Re: Cruz: Opposition To Same-Sex Marriage Will Be 'Front And Center' In 2016 Camp...

I don't think the will of the people and the constitution/law are in direct opposition. It's not an either/or. I want judges who base their decision on the rule of law AND who are accountable to the public whom they serve.

I think six year terms are quite reasonable in this regard.

No, you don't. You don't understand politics at all. You WANT people who aren't beholden to anyone to decide cases based on the law, without fear of losing funding for their next election, or in fear of not getting that fat job with Big Pharma after they leave their judgeship.
 
Cruz: Opposition To Same-Sex Marriage Will Be 'Front And Center' In 2016 Campaign : It's All Politics : NPR

Well so much for the SCOTUS ruling not being an election issue. I wonder how much traction the judicial elections amendment will get. I am sure the liberals would love another shot at Citizens United and Hobby Lobby in their lifetime. It might not go like Cruz thinks. There is a reason the founding fathers wanted to put justices above the sway of election cycles and political parties.

I just found this picture of the Cruz campaign plane.

plane-going-down.jpg


Psst.... its a joke. That isn't really the Cruz campaign plane. We all know before you can go "down in flames" you first must get airborne. We know this is not the Cruz plane because his campaign is not now, nor will it ever be, airborne.
 
Says who? That seems backwards. I don't want a justice who is out of touch, I want one who is tuned in to public discourse and who is ultimately accountable to the people he serves.

Dear Peter:

Our rights exist NOT to protect what the majority wants or is. The majority doesn't need protection. The rights granted by the Constitution exist to protect the MINORITY.

So you see, the Justices are not on teh bench to decide cases in accordance with what the MAJORITY of the people in the country think. We don't decide whether other people have certain rights. The Constitution grants certain rights to the country's citizens, and a panel of nine people, removed from influence, sit to decide the application of those rights in individual real-life situations.

If most people in the country wanted to make one race second class citizens, they couldn't, because that race has Constitutional protections. The Law of the Land is not based on what the majority wants.

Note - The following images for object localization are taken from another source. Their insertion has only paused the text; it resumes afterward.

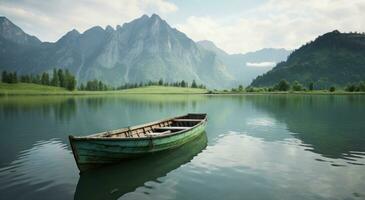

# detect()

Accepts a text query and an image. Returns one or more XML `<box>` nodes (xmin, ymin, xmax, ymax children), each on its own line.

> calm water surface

<box><xmin>0</xmin><ymin>94</ymin><xmax>365</xmax><ymax>200</ymax></box>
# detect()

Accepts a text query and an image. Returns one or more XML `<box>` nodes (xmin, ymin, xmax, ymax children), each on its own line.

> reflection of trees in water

<box><xmin>246</xmin><ymin>95</ymin><xmax>365</xmax><ymax>160</ymax></box>
<box><xmin>54</xmin><ymin>98</ymin><xmax>77</xmax><ymax>121</ymax></box>
<box><xmin>84</xmin><ymin>97</ymin><xmax>106</xmax><ymax>111</ymax></box>
<box><xmin>0</xmin><ymin>97</ymin><xmax>77</xmax><ymax>167</ymax></box>
<box><xmin>192</xmin><ymin>100</ymin><xmax>197</xmax><ymax>109</ymax></box>
<box><xmin>75</xmin><ymin>95</ymin><xmax>207</xmax><ymax>114</ymax></box>
<box><xmin>0</xmin><ymin>97</ymin><xmax>77</xmax><ymax>122</ymax></box>
<box><xmin>113</xmin><ymin>95</ymin><xmax>207</xmax><ymax>113</ymax></box>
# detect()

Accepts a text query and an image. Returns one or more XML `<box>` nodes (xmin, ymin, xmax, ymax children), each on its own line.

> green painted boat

<box><xmin>74</xmin><ymin>133</ymin><xmax>208</xmax><ymax>199</ymax></box>
<box><xmin>69</xmin><ymin>113</ymin><xmax>207</xmax><ymax>172</ymax></box>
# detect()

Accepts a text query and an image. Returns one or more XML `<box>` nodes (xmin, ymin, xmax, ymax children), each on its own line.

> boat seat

<box><xmin>173</xmin><ymin>119</ymin><xmax>202</xmax><ymax>122</ymax></box>
<box><xmin>147</xmin><ymin>130</ymin><xmax>171</xmax><ymax>136</ymax></box>
<box><xmin>154</xmin><ymin>126</ymin><xmax>190</xmax><ymax>130</ymax></box>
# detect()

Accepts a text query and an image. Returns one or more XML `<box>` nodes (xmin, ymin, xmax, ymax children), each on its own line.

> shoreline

<box><xmin>1</xmin><ymin>91</ymin><xmax>365</xmax><ymax>96</ymax></box>
<box><xmin>1</xmin><ymin>83</ymin><xmax>364</xmax><ymax>96</ymax></box>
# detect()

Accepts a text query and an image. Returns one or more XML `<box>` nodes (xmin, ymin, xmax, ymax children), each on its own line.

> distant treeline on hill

<box><xmin>79</xmin><ymin>79</ymin><xmax>206</xmax><ymax>91</ymax></box>
<box><xmin>242</xmin><ymin>79</ymin><xmax>365</xmax><ymax>92</ymax></box>
<box><xmin>1</xmin><ymin>69</ymin><xmax>76</xmax><ymax>91</ymax></box>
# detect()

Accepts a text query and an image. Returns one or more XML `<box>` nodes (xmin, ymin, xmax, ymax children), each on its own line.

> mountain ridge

<box><xmin>250</xmin><ymin>30</ymin><xmax>365</xmax><ymax>88</ymax></box>
<box><xmin>0</xmin><ymin>15</ymin><xmax>234</xmax><ymax>88</ymax></box>
<box><xmin>0</xmin><ymin>16</ymin><xmax>41</xmax><ymax>46</ymax></box>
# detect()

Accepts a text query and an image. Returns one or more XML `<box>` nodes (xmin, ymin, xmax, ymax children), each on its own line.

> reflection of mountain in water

<box><xmin>246</xmin><ymin>95</ymin><xmax>365</xmax><ymax>160</ymax></box>
<box><xmin>74</xmin><ymin>133</ymin><xmax>208</xmax><ymax>200</ymax></box>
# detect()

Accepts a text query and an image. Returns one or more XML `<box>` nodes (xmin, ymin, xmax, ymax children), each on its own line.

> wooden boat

<box><xmin>74</xmin><ymin>133</ymin><xmax>207</xmax><ymax>199</ymax></box>
<box><xmin>69</xmin><ymin>113</ymin><xmax>207</xmax><ymax>172</ymax></box>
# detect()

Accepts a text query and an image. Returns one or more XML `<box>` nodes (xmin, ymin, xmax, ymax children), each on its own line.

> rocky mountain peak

<box><xmin>0</xmin><ymin>16</ymin><xmax>41</xmax><ymax>46</ymax></box>
<box><xmin>0</xmin><ymin>15</ymin><xmax>235</xmax><ymax>88</ymax></box>
<box><xmin>105</xmin><ymin>25</ymin><xmax>114</xmax><ymax>32</ymax></box>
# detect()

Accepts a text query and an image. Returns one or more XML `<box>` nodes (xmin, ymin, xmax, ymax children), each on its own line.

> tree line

<box><xmin>1</xmin><ymin>70</ymin><xmax>206</xmax><ymax>92</ymax></box>
<box><xmin>242</xmin><ymin>79</ymin><xmax>365</xmax><ymax>92</ymax></box>
<box><xmin>345</xmin><ymin>82</ymin><xmax>365</xmax><ymax>92</ymax></box>
<box><xmin>1</xmin><ymin>69</ymin><xmax>77</xmax><ymax>91</ymax></box>
<box><xmin>77</xmin><ymin>78</ymin><xmax>206</xmax><ymax>91</ymax></box>
<box><xmin>79</xmin><ymin>80</ymin><xmax>111</xmax><ymax>91</ymax></box>
<box><xmin>117</xmin><ymin>79</ymin><xmax>206</xmax><ymax>90</ymax></box>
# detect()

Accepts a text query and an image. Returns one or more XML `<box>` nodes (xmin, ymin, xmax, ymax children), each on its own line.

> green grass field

<box><xmin>0</xmin><ymin>83</ymin><xmax>69</xmax><ymax>95</ymax></box>
<box><xmin>119</xmin><ymin>86</ymin><xmax>207</xmax><ymax>94</ymax></box>
<box><xmin>0</xmin><ymin>83</ymin><xmax>208</xmax><ymax>95</ymax></box>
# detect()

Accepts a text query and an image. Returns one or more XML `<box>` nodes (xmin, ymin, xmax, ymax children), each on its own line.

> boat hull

<box><xmin>69</xmin><ymin>120</ymin><xmax>207</xmax><ymax>171</ymax></box>
<box><xmin>74</xmin><ymin>133</ymin><xmax>208</xmax><ymax>199</ymax></box>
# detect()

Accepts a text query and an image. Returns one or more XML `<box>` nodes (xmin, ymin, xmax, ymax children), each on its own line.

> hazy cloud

<box><xmin>246</xmin><ymin>62</ymin><xmax>276</xmax><ymax>68</ymax></box>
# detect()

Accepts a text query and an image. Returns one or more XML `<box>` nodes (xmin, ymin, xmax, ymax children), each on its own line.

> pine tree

<box><xmin>20</xmin><ymin>75</ymin><xmax>31</xmax><ymax>83</ymax></box>
<box><xmin>51</xmin><ymin>69</ymin><xmax>60</xmax><ymax>87</ymax></box>
<box><xmin>32</xmin><ymin>74</ymin><xmax>41</xmax><ymax>84</ymax></box>
<box><xmin>98</xmin><ymin>81</ymin><xmax>103</xmax><ymax>91</ymax></box>
<box><xmin>79</xmin><ymin>83</ymin><xmax>85</xmax><ymax>91</ymax></box>
<box><xmin>158</xmin><ymin>78</ymin><xmax>163</xmax><ymax>85</ymax></box>
<box><xmin>41</xmin><ymin>72</ymin><xmax>50</xmax><ymax>85</ymax></box>
<box><xmin>191</xmin><ymin>80</ymin><xmax>197</xmax><ymax>88</ymax></box>
<box><xmin>58</xmin><ymin>69</ymin><xmax>65</xmax><ymax>87</ymax></box>
<box><xmin>1</xmin><ymin>71</ymin><xmax>7</xmax><ymax>83</ymax></box>
<box><xmin>64</xmin><ymin>69</ymin><xmax>76</xmax><ymax>90</ymax></box>
<box><xmin>11</xmin><ymin>72</ymin><xmax>18</xmax><ymax>83</ymax></box>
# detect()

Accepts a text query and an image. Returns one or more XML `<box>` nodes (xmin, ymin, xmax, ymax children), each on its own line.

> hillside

<box><xmin>0</xmin><ymin>83</ymin><xmax>68</xmax><ymax>95</ymax></box>
<box><xmin>0</xmin><ymin>15</ymin><xmax>233</xmax><ymax>89</ymax></box>
<box><xmin>197</xmin><ymin>40</ymin><xmax>291</xmax><ymax>85</ymax></box>
<box><xmin>250</xmin><ymin>30</ymin><xmax>365</xmax><ymax>88</ymax></box>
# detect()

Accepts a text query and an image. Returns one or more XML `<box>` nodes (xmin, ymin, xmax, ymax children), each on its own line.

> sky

<box><xmin>1</xmin><ymin>0</ymin><xmax>364</xmax><ymax>54</ymax></box>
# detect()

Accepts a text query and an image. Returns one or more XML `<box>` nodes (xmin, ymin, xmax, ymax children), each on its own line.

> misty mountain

<box><xmin>250</xmin><ymin>30</ymin><xmax>365</xmax><ymax>88</ymax></box>
<box><xmin>0</xmin><ymin>15</ymin><xmax>234</xmax><ymax>88</ymax></box>
<box><xmin>197</xmin><ymin>40</ymin><xmax>291</xmax><ymax>85</ymax></box>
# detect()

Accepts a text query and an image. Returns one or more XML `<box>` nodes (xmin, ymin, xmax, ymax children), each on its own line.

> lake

<box><xmin>0</xmin><ymin>94</ymin><xmax>364</xmax><ymax>200</ymax></box>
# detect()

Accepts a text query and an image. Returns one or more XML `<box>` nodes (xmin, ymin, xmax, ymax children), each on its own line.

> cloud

<box><xmin>177</xmin><ymin>0</ymin><xmax>365</xmax><ymax>53</ymax></box>
<box><xmin>246</xmin><ymin>62</ymin><xmax>276</xmax><ymax>68</ymax></box>
<box><xmin>0</xmin><ymin>0</ymin><xmax>178</xmax><ymax>42</ymax></box>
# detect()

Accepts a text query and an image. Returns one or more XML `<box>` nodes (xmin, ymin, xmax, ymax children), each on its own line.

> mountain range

<box><xmin>250</xmin><ymin>30</ymin><xmax>365</xmax><ymax>88</ymax></box>
<box><xmin>0</xmin><ymin>15</ymin><xmax>289</xmax><ymax>88</ymax></box>
<box><xmin>197</xmin><ymin>40</ymin><xmax>291</xmax><ymax>85</ymax></box>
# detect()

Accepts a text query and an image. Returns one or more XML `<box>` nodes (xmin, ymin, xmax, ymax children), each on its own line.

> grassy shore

<box><xmin>1</xmin><ymin>83</ymin><xmax>364</xmax><ymax>96</ymax></box>
<box><xmin>0</xmin><ymin>83</ymin><xmax>207</xmax><ymax>95</ymax></box>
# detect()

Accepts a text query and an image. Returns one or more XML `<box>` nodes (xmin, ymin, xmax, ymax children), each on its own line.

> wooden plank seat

<box><xmin>154</xmin><ymin>126</ymin><xmax>190</xmax><ymax>130</ymax></box>
<box><xmin>147</xmin><ymin>130</ymin><xmax>171</xmax><ymax>136</ymax></box>
<box><xmin>173</xmin><ymin>119</ymin><xmax>202</xmax><ymax>122</ymax></box>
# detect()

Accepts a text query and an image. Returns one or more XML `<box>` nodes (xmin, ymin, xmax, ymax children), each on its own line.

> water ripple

If our Founding Fathers wanted the majority to decide on who gets what rights, they would have set up the system that way. They expressly put that in the hands of a group of justices, free of politics to the extent possible, who are schooled in the law and legal cases, to decide specific real-life applications of the rights in the Constitution.

The majority, thankfully, cannot take away your rights or my rights. The whole country could decide, for example, that we don't want Peter to have freedom of speech rights. You could sue us, and the U.S. Supreme Court would decide NOT whether the people in the country really don't want Peter to have freedom of speech; it would decide if the freedom of speech right in the Constitution applies to Peter.

The justices decide on the rights as stated in the Constitution. If we were to have a vote on an issue, most people wouldn't understand that the question is not whether we WANT something, but whether that right is covered in the Constitution (whether we like it or not). Most people haven't even read the Constitution, and if they did, wouldn't necessarily understand the rights given in it.